Tuesday, November 19, 2013

Boy houses versus girl houses


Terrible storms ripped through the Midwest on Sunday.  Our little patch of Indiana just happened to remain unscathed, minus some pretty massive wind gusts.  This is a neighbor's tree (or what's left of a tree).

I have a friend with four daughters.  Recently I visited her home smack dab in the middle of after school craziness.  I fully expected to walk into a house filled with screams, squeals, and energy.  Instead, it was like stepping into a library.  It was peaceful and calm and...delightful.  I'm sure not every home brimming with girls is this serene, but I'm just betting the odds are greater that a tranquil house will be filled with more estrogen than testosterone.

Boy homes just aren't the same.

Take last night.

I implemented a new "figure it out yourself because you're a big boy" policy.  I'm trying to get my little boys to do things themselves without mommy intervention (aka nagging).  The instructions were simple: shower.pajamas.teeth.laundry put away.  To remove myself from the temptation to assist/nag, I headed downstairs to tend to the dinner dishes.

Within minutes, little feet thundered across the floor.  Squeals (some happy, others not so much) echoed from the beams.  Music blared.  It sounded like perhaps a rave/ fraternity party/animal stampede was up and running inches away from my head.

I clutched my dish towel and toyed with how to respond.  To intervene or not to intervene, I pondered.  I took a few deep breathes and decided to let them figure it out.  Until...

Cooper raced down the steps clad in only his birthday suit.  Green sprays covered so much of his body that he took on the form of a three-dimensional Jackson Pollack piece.  He was half-sobbing/half-laughing as he recounted the upstairs activities.

Sob. And then he.  Sob.

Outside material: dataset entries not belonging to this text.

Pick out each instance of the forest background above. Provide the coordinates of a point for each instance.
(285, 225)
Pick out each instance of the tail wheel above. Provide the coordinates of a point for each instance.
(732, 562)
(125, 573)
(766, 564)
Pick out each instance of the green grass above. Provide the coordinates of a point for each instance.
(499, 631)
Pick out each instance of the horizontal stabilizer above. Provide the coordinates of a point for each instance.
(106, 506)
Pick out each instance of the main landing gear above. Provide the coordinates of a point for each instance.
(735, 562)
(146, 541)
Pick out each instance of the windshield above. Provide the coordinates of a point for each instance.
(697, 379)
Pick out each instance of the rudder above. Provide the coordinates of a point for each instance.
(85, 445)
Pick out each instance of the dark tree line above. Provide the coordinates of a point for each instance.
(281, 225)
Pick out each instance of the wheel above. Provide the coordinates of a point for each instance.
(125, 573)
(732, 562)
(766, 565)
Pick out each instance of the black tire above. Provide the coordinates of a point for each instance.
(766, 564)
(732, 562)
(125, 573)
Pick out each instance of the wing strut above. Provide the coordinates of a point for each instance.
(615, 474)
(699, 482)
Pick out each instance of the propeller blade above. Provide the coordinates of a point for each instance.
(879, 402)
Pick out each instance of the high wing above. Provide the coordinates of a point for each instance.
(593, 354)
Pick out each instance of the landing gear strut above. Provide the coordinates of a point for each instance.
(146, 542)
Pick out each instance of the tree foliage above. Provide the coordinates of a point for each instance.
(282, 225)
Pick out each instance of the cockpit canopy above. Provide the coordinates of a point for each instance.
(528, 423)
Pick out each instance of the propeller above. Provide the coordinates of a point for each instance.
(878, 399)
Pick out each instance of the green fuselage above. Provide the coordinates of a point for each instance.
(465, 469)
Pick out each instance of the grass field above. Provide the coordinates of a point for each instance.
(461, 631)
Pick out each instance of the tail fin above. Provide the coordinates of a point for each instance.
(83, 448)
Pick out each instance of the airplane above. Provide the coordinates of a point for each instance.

Grabbed a can.  Sob. Of shaving cream.  Sob. And covered me.

As soon as the words tumbled out of his mouth, he raced back upstairs.

At that moment, I realized intervention was not only needed, but necessary.  I threw down my towel in defeat and climbed up the stairs petrified about what sort of scene I would happen upon.

When I entered the bathroom, I spotted Cooper clutching the shaving cream can inches away from his open mouth.  I screamed, "No Cooper, no!  It's not whipped cream!"  After I forcibly removed the shaving cream can from Cooper's tight grip, I noted the bathroom actually looked better than expected.  Most of the shaving cream landed on Cooper and not the carpet or the mirrors.

The boys were in hysterics, finding the whole ordeal to be perhaps the best thing that's happened to them since they created the human pinball machine.

Right then and there, I put the kibosh on my new "figure it out yourself" policy.  They're not ready and neither is my sanity (or my house).

I thought about my friend with daughters and wondered if she fully knew how the "other half" (boy moms) lived.